Carson's satirical eyebrows moved, but he said nothing.
Bramham continued:
"A tall girl, with a fine figure and a high colour--but what has that got to do with me?"
"What, indeed?" an ironical echo from the canvas chair.
This irritated Bramham.
"If you think you're going to hear a tale of love you'll be disappointed. Nothing of the sort. It's a matter of highway robbery, if it's anything."
Karri began to laugh.
"Oh, come, Bram! This is not like you!"
Neither was it. If Bramham made alms and oblations on strange altars, he was the last man to talk about it afterwards, or sigh over the stub-end of his cheque-book even with his closest friend. At this time, however, he was too much taken up with his grievances to defend his principles to Carson.
"I don't say the girl isn't good looking," he now interpolated, as one who wishes to be quite fair and square; "and she _may_ be a good girl, for all I know," he added doubtfully.
Carson grinned.
"Any way, I'm quite sure the other girl is straight."
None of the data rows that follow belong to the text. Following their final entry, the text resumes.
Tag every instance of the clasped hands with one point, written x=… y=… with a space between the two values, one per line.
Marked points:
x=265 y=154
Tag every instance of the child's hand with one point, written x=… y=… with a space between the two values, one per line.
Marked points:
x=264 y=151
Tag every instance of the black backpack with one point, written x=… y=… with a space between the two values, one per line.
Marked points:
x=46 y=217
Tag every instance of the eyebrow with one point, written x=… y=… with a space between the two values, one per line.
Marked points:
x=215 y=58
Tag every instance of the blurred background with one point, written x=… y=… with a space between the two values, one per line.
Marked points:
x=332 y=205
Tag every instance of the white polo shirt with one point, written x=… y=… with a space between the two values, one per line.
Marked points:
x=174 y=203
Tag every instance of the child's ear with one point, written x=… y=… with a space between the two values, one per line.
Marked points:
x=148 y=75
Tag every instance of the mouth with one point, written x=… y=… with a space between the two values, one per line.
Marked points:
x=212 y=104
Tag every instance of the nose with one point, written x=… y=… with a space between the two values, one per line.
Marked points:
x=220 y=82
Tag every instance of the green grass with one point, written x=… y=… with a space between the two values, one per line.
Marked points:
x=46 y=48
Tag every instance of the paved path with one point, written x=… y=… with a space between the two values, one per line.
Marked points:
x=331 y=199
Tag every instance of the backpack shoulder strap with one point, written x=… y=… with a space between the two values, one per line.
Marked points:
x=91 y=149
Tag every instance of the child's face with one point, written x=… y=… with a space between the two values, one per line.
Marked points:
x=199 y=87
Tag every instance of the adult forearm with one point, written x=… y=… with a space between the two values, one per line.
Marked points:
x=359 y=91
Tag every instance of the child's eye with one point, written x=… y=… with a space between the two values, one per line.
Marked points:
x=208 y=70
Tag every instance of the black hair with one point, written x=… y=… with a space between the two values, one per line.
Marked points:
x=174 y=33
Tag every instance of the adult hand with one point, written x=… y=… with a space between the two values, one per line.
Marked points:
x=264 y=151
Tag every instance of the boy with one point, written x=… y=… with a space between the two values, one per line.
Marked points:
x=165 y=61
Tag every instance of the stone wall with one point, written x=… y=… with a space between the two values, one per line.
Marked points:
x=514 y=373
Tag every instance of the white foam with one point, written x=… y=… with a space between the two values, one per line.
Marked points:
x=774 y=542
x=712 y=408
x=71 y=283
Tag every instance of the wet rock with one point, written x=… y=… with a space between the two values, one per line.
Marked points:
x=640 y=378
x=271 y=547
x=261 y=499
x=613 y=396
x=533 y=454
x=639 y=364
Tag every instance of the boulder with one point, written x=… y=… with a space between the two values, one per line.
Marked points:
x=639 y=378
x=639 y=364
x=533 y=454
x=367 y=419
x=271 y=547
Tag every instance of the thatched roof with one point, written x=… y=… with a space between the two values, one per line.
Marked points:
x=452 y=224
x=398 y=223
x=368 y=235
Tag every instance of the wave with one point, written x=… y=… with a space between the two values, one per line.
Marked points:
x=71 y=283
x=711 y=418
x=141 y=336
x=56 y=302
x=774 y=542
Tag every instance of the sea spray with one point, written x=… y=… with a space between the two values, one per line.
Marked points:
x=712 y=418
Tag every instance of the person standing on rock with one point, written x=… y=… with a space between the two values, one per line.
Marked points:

"Great G.o.d of War! Are there two?"
"What a fellow you are, Carson!" said Bramham peevishly. "Of course there are two, but the other one is quite different--English, I think; anyway, she's no Colonial. I don't know what to make of it, to tell you the truth, Karri. She's a friend of that Cornell girl and _that's_ against her; yet she looks good----"
"Do you mean that she is unlovely?" asked Carson with a wry smile.
"No, I don't!" emphatically. "But the odd thing is that she didn't strike me at all at first; except as being bright and alive-looking--not like some of the dead ducks you see around these parts sometimes--then suddenly right under my eyes she blossomed out. You never saw anything like it--eyes, hair, feet, hands, everything--perfect; and her voice a melody."
This was the most astonishing tale of highway robbery Carson had ever heard.